| Subject: Indonesia's Wahid Proposes Talks
With Australia, E Timor
Associated Press April 28, 2000
Indonesia's Wahid Proposes Talks With Australia, E Timor
JAKARTA (AP)--In an effort to mend Indonesia's strained relations with
neighboring Australia, President Abdurrahman Wahid Friday proposed a
three-way meeting with Prime Minister John Howard and East Timorese leader
Jose Alexandre Gusmao.
"I would like the three countries to cooperate for our mutual
benefit and interests," Wahid said after holding talks with Gusmao in
Jakarta.
Wahid said the conference should be held in the northern Australian
city of Darwin, in Indonesian-controlled West Timor, or in the East
Timorese capital of Dili.
Relations between Canberra and Jakarta have been patchy for decades.
They deteriorated sharply after Australia led a multinational peacekeeping
force into East Timor last September following an overwhelming vote for
independence in a U.N.-supervised referendum.

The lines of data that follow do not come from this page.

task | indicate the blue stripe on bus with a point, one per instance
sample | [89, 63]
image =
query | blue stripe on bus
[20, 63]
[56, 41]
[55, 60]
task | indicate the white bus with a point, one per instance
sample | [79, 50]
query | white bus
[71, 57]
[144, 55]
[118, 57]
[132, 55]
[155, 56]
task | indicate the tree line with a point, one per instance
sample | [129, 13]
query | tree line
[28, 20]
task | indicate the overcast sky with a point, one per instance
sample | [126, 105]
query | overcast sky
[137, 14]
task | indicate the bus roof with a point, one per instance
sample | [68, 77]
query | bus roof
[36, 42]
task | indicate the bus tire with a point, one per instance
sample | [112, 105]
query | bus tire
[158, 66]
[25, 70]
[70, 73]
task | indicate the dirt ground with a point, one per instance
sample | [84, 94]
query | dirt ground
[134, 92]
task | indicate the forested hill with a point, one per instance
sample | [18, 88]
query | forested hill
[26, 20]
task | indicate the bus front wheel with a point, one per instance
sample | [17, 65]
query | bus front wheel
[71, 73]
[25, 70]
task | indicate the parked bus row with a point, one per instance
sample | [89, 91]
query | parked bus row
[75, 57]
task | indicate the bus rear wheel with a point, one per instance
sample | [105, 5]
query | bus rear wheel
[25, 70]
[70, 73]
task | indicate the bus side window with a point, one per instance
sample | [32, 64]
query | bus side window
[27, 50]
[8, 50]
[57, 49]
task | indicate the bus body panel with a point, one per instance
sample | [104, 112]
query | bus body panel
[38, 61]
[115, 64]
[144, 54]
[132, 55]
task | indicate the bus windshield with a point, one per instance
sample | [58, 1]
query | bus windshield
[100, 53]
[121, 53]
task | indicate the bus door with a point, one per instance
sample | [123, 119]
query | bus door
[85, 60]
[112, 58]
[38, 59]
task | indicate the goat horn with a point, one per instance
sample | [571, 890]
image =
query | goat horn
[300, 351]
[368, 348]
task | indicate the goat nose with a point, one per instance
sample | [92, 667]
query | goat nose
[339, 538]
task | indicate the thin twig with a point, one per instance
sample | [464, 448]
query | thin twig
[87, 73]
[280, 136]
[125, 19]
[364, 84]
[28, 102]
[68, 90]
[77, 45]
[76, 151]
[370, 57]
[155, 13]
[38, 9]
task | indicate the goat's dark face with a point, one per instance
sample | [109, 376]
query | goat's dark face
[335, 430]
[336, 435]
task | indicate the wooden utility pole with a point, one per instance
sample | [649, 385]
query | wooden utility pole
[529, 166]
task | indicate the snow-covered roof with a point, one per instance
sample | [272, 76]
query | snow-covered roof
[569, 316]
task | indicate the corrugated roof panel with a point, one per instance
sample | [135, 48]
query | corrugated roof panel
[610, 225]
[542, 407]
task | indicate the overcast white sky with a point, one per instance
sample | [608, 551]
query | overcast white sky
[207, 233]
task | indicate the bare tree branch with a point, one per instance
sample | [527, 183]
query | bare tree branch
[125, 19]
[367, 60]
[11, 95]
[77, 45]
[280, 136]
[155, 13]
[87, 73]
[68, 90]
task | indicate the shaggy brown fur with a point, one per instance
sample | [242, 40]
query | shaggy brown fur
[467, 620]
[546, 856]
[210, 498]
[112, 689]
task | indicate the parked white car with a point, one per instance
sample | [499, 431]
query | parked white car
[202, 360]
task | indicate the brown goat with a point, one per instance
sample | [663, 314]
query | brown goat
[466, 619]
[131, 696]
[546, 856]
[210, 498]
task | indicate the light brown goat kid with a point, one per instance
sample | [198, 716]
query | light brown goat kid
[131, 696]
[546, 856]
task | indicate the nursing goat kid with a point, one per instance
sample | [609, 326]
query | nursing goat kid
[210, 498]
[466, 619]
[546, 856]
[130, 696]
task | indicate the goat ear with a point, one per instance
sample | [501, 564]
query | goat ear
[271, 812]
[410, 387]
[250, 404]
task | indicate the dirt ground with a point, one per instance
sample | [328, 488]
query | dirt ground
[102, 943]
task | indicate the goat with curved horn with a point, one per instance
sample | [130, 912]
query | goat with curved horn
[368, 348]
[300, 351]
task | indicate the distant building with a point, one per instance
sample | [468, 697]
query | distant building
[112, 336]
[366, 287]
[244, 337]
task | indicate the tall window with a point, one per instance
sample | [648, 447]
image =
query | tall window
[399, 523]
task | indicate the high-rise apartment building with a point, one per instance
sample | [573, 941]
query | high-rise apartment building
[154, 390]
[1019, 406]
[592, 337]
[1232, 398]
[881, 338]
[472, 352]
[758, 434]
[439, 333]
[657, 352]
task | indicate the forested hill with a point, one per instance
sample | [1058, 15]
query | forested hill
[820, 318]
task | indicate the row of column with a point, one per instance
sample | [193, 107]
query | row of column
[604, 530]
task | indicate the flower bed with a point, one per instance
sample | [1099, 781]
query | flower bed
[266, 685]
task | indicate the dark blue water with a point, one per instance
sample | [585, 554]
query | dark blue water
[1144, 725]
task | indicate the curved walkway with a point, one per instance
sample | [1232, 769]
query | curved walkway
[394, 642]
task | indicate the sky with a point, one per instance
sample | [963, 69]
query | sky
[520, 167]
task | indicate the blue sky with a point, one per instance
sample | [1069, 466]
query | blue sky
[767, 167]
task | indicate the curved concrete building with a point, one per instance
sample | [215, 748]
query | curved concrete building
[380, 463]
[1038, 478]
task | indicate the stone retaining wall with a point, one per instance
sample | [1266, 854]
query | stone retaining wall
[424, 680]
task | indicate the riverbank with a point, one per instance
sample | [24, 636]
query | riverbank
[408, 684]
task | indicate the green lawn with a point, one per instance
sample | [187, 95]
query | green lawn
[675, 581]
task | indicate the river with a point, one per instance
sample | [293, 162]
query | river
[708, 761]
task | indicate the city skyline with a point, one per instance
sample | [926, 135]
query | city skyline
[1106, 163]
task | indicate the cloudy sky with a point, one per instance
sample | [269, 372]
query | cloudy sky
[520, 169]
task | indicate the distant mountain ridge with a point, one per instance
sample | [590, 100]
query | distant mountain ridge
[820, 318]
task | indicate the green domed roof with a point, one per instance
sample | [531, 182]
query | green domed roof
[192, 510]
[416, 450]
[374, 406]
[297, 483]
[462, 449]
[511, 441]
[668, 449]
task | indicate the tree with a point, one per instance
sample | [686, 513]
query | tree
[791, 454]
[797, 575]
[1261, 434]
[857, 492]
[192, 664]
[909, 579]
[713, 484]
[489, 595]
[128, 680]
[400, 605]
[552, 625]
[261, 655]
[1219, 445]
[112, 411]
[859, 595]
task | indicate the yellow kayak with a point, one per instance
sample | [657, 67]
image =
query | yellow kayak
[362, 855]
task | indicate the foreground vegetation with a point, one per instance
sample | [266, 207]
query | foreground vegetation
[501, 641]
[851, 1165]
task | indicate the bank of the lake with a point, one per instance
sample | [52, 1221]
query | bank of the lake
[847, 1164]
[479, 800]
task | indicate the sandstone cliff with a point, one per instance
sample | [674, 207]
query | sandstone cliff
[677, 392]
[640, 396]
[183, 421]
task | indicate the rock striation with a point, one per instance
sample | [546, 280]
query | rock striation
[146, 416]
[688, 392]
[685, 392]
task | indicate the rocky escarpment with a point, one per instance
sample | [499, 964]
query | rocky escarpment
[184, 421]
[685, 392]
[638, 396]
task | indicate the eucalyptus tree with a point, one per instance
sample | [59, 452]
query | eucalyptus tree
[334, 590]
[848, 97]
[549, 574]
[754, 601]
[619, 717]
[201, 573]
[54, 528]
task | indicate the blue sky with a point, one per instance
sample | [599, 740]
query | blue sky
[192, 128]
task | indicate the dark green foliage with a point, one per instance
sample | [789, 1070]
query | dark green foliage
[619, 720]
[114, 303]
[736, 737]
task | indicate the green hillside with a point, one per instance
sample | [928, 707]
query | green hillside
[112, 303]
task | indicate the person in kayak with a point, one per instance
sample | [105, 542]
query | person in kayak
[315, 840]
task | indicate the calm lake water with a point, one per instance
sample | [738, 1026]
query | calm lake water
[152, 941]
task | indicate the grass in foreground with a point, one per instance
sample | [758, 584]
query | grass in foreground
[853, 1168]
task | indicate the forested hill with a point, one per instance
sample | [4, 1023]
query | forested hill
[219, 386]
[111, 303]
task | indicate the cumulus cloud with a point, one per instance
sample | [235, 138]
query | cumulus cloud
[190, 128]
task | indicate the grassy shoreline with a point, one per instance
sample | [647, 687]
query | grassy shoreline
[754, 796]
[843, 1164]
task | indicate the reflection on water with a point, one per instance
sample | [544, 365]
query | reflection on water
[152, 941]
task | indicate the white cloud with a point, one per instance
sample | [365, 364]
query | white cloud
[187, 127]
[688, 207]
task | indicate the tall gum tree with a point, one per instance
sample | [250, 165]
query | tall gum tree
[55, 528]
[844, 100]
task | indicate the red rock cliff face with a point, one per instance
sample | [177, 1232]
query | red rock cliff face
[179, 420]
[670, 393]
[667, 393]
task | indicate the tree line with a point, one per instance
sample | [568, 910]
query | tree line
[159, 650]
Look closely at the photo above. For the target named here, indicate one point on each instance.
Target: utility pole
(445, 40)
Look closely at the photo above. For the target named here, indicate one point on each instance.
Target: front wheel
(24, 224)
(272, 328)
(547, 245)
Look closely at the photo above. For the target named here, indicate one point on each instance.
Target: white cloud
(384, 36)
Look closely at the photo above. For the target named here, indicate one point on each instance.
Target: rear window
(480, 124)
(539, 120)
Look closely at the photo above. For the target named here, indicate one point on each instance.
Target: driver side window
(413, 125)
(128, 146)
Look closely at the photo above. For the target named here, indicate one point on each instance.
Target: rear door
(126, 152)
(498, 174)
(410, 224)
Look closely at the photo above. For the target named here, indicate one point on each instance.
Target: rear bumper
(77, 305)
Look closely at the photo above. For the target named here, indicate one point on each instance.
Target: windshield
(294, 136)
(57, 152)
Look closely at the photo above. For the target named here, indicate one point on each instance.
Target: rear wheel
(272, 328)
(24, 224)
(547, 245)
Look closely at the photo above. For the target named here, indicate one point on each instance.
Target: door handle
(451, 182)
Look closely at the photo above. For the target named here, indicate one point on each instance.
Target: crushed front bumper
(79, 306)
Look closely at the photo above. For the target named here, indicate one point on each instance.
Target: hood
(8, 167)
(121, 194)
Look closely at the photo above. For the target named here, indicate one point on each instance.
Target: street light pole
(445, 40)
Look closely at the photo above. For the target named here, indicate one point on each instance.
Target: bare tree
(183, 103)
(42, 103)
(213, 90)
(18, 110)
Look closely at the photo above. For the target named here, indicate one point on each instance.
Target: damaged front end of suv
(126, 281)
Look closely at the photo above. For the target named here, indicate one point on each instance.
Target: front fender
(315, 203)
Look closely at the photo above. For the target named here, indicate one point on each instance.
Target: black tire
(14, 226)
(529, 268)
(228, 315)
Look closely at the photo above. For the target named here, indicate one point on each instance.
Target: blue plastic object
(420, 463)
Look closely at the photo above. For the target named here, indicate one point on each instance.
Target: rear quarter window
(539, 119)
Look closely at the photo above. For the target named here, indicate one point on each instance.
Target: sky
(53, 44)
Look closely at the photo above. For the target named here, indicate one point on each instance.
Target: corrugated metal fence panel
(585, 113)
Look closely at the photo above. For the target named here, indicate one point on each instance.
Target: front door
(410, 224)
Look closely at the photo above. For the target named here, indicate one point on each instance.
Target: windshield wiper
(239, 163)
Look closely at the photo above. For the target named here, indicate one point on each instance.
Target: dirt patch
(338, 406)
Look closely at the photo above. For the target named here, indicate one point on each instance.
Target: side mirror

The peacekeepers ended a bloody rampage by anti-independence militiamen
and oversaw the withdrawal of Indonesian troops from the province, ending
a harsh 24-year occupation.
Wahid, who assumed office last October, has traveled to dozens of
countries since then, but has pointedly refrained from visiting Australia.
Moreover, he has criticized Australia's role in the East Timor crisis
and chastised it for pursuing "childish" policies toward
Indonesia.
In contrast, Gusmao, East Timor's main resistance leader and a former
political prisoner in Indonesia, has repeatedly praised Australia's
intervention in his devastated homeland.
But at the same time he has also worked hard to build close relations
with Wahid.
The U.N. is currently administering East Timor which is expected to
become independent within two years.
Gusmao Supports 3-Way Meeting
Gusmao, who is expected to become its first president, and Howard are
scheduled to hold talks in the Australian capital, Canberra, next week.
Thursday, Howard predicted that relations with Indonesia might never be
fully repaired.
Gusmao said he supported Wahid's plan for a three-leader meeting and
would urge Howard to take part.
He also said he briefed Wahid on developments in East Timor since the
president's first visit there two months ago.
During that trip, Wahid solemnly apologized for decades of Indonesian
human rights abuses.
The damage from last September's killing, burning and looting is
estimated to run into the hundreds of millions of dollars.
Wahid has strongly backed a judicial probe into the atrocities, but has
resisted international pressure for the establishment of a U.N. war crimes
tribunal.
Indonesian prosecutors are preparing to file charges against military
officers and militia members blamed for the mayhem.